Student earns national award

Daily Journal staff report

In 450 words, the Whiteland Community High School senior told her family’s story of building a business in agriculture and how she will carry it on.

Emily Dougherty wrote about how her great-great-great-grandfather cleared a forest, dug a ditch and started a farm near Whiteland 160 years ago.

She told of how she and her brothers help farm that same land and how she wants to study agriculture in college, come back to the family farm and find answers to problems facing agriculture.

Her story has earned her a national award. Dougherty recently won the 2016 National Ag Day Essay Competition.

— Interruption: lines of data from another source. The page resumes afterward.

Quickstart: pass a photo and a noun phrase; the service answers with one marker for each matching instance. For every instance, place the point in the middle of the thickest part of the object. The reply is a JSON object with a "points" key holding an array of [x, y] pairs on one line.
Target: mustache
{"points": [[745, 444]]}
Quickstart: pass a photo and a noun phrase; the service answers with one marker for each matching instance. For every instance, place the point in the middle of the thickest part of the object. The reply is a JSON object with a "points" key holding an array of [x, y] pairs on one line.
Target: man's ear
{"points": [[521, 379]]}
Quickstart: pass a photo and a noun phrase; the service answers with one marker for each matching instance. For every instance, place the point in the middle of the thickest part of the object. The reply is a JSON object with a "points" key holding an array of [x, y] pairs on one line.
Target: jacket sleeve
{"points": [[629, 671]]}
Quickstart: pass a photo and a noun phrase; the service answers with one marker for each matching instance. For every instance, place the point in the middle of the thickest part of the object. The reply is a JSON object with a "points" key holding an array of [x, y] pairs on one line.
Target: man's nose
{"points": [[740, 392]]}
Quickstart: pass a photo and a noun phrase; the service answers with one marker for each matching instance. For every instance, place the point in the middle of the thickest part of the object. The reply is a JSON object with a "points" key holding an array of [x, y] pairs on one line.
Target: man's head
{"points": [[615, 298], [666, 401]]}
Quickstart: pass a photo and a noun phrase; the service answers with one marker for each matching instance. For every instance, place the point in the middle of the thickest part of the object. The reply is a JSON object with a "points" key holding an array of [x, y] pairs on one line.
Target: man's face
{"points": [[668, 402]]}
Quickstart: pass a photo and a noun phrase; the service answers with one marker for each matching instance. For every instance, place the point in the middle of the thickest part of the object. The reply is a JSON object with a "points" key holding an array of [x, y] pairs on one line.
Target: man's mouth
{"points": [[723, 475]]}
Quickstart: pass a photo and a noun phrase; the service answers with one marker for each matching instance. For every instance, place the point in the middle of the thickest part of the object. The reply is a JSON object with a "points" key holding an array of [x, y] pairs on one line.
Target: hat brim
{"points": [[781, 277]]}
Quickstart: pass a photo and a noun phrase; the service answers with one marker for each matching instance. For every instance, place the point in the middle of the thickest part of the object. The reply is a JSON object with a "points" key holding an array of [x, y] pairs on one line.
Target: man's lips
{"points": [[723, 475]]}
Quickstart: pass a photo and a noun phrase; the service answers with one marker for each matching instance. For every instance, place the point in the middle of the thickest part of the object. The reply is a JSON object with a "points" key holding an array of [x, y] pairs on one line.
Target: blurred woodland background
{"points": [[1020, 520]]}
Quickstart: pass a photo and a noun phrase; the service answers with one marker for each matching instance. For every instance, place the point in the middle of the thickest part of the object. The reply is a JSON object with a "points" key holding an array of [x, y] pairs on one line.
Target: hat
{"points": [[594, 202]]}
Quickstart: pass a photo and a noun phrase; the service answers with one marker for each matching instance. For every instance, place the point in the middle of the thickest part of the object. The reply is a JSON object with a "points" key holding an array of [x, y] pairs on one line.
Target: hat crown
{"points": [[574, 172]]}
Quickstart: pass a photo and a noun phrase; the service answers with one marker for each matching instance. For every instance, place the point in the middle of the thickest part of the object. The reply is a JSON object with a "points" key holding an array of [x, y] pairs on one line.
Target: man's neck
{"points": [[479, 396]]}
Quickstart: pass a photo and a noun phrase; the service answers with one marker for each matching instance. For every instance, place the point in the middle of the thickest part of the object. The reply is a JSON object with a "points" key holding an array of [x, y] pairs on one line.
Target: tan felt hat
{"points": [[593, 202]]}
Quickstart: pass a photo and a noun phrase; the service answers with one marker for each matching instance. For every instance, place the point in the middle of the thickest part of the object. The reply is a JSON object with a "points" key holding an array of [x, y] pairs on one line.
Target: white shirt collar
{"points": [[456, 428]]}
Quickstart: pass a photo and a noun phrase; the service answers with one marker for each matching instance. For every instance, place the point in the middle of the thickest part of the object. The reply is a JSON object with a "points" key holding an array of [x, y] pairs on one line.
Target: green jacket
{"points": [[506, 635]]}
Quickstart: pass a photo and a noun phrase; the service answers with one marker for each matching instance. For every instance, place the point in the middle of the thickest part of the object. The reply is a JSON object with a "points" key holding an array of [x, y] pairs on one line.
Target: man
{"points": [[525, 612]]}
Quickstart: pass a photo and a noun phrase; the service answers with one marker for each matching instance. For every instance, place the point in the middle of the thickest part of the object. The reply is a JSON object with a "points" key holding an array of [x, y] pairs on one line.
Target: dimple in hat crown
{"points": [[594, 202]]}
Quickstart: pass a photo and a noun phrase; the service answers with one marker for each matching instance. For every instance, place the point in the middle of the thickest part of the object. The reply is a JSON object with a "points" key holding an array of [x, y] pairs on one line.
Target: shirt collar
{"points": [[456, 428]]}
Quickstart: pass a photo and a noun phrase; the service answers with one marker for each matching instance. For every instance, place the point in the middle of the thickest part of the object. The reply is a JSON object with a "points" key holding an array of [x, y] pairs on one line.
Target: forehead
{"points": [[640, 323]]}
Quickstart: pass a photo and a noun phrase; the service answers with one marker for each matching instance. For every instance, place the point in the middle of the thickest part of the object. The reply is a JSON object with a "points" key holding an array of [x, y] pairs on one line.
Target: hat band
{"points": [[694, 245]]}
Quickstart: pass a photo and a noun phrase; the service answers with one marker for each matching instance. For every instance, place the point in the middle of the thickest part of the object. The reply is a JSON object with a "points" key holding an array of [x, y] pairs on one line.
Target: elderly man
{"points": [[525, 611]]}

All the entrants wrote on the topic of “Agriculture: Stewards of a Healthy Planet.”

She decided to write about her family’s deep connection to the land and how family farms have become increasingly important as the amount of farms in the United States is decreasing.

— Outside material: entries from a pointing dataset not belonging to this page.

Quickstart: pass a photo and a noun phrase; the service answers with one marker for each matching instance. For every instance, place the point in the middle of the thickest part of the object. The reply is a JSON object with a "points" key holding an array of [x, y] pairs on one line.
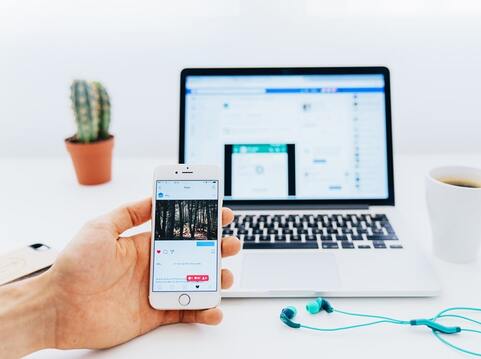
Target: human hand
{"points": [[100, 283]]}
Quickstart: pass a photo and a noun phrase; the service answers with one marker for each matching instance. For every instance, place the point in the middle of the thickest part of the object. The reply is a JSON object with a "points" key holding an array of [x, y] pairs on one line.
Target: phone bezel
{"points": [[198, 300]]}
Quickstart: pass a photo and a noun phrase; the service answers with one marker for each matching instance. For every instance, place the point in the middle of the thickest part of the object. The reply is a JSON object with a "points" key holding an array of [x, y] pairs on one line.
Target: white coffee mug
{"points": [[454, 204]]}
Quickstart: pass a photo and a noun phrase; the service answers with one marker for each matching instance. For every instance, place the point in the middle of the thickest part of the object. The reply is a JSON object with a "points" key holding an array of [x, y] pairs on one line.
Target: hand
{"points": [[101, 283]]}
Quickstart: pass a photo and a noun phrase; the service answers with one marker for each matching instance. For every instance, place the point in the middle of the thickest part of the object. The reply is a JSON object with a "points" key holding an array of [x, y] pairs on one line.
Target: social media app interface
{"points": [[334, 124], [185, 238]]}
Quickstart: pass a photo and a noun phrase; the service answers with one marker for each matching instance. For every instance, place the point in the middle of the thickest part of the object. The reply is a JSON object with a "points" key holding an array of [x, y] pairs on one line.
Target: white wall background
{"points": [[138, 47]]}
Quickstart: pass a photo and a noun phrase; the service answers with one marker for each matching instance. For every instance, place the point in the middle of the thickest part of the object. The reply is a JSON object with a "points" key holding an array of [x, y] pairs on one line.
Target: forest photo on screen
{"points": [[186, 219]]}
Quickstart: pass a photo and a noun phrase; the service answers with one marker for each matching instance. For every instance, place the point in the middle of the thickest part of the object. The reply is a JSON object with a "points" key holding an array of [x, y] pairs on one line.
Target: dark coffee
{"points": [[461, 182]]}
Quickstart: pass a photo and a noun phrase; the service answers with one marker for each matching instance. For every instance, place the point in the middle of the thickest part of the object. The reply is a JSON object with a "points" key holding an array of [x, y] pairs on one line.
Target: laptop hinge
{"points": [[295, 206]]}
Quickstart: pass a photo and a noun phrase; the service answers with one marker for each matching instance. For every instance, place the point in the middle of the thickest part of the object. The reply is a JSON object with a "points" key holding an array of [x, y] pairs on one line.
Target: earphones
{"points": [[320, 304]]}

She highlights how her family’s care of the farm has made them strong stewards of the land her ancestors painstakingly cleared.

Part of her prize is going to Washington, D.C., on March 15 to read her essay aloud to representatives of the United States Department of Agriculture.

She will stand and read the essay to people who make decisions regarding the country’s agriculture.

“I will reinforce how agriculture is our future,” she said.

Part of her mission in writing the essay wasn’t just to win a trip to Washington D.C. and a $1,000 prize.

She wants to educate people who might not know about agriculture.

Dougherty researched to see how the world’s population was growing and how farmers have stood up to meet that need using technology.

When her family’s farm began, her great grandfather fed 19 people using the farm. Her grandpa fed 26. Her dad is feeding 155 people with the farm.

Dougherty’s essay partly explores how much farming has changed over 100 years, said Hannah Goeb, agriculture science teacher at Whiteland Community High School.

Farms that have been worked generation after generation are shrinking, with some going away completely, said Goeb.

Dougherty writing about her plans to attend college, learn more about agriculture and take her education back to her family farm is an endearing aspect take that likely pushed her essay to the top, Goeb said.

Part of the reason some family farms are disappearing is the lack of willing young people who will come back to their family’s farm after getting an education, she said.